He red-shirted his junior year in order to let his ankle finish healing, and this season he has come back and is seeing some action once again.

Not only does Platt strive for excellence in basketball, but in the academic realm as well. “Academics are very important to me,” stressed Platt, “I am hoping I can play basketball after college, but I know that one day basketball will be over for me. School is the most important thing for me right now. I need to put that first and make sure I that I take care of business in the classroom.”

Platt’s words are echoed in an article written by none other than University of Oregon President Dave Frohnmayer in the University newspaper, “The Daily Emerald.” “The relationship between sports and academics,” explicated Frohnmayer, “is kept in proper perspective by basing every decision related to athletics on the fundamental principle that athletes are students first.”

And so it seems that the Ducks strength lies in their ability to maintain a balance: The balance between their athletics and their academics, the balance of confidence and modesty, the balance between offense and defense, and the balance between ability and passion. They’re doing all the little things right and they are doing all the big things right.
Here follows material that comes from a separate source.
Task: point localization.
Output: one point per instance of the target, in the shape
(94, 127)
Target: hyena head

The Ducks, despite all the adversity of the previous years, have managed to hone their strengths and minimize their weaknesses.

In short, these Ducks are winners because they never gave up on themselves. It is not surprising that the most direct, passionate, and succinct explanation of the fundamental essence of the Duck spirit comes from head coach Ernie Kent: “They’ve bonded together in all those close games and adversity in the last couple of years… and I think that sometimes when you go through so much adversity in your life, you can either come up or you’re going to come down, and I think to their credit, they never wavered, they’ve stuck together, and they’ve united even stronger.
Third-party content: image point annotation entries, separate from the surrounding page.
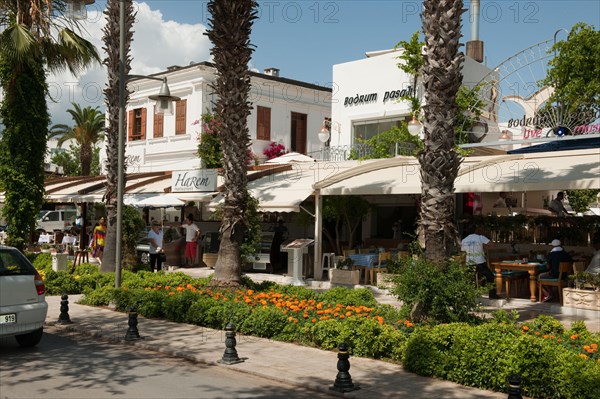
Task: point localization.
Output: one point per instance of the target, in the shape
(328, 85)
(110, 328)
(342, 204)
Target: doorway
(298, 130)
Now they’ve started winning, and once you get that taste for winning, it becomes contagious, and all of a sudden all that adversity you went through, it goes the other direction, it just pushes you ahead, and in terms of being successful right now they are on a tremendous run.”

Editor’s Note: The Ducks did not make the playoffs in 2008. The noticeable difference was the absence of Aaron Brooks, their star point guard, who now plays for the Houston Rockets.